Now that the market has hit the 1100 I think we sell off, we may get another push form MSFT tonight (although I doubt it). Rather than put on some bear spread on the SPX, I thought it would be fun to enter some sort of bullish spread in the VXX. I have a few ideas in mind as to the trade I might enter which I will do tomorrow (assuming the market does not drop out from under me).

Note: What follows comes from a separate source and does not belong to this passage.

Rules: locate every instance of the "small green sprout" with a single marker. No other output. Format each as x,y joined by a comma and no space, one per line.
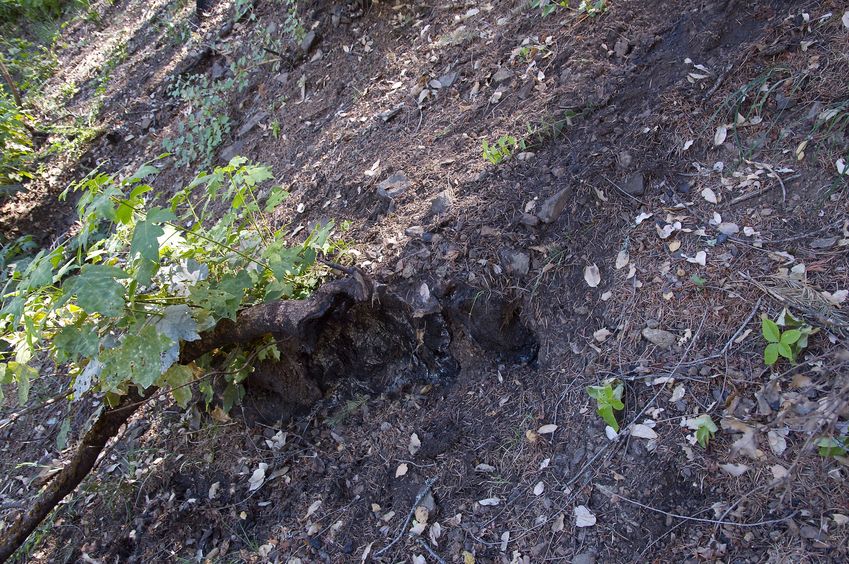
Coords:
705,429
608,398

However, rather than me picking the trade, I would love a few ideas from you readers. Send me a bearish trade in the VXX. The top two trades will be entered (separately). We will follow them on the blog. The two traders will receive all sorts of kudos from me and the winners will each receive a one year subscription to Expiring Monthly: The Option Traders Journal. Entries will be judged on uniqueness, profitability, and of course, which ones I like the best. Have at it traders
Get those entries in by tomorrow at 3:45 EDT Tomorrow! Email them to me Mark@option911.com.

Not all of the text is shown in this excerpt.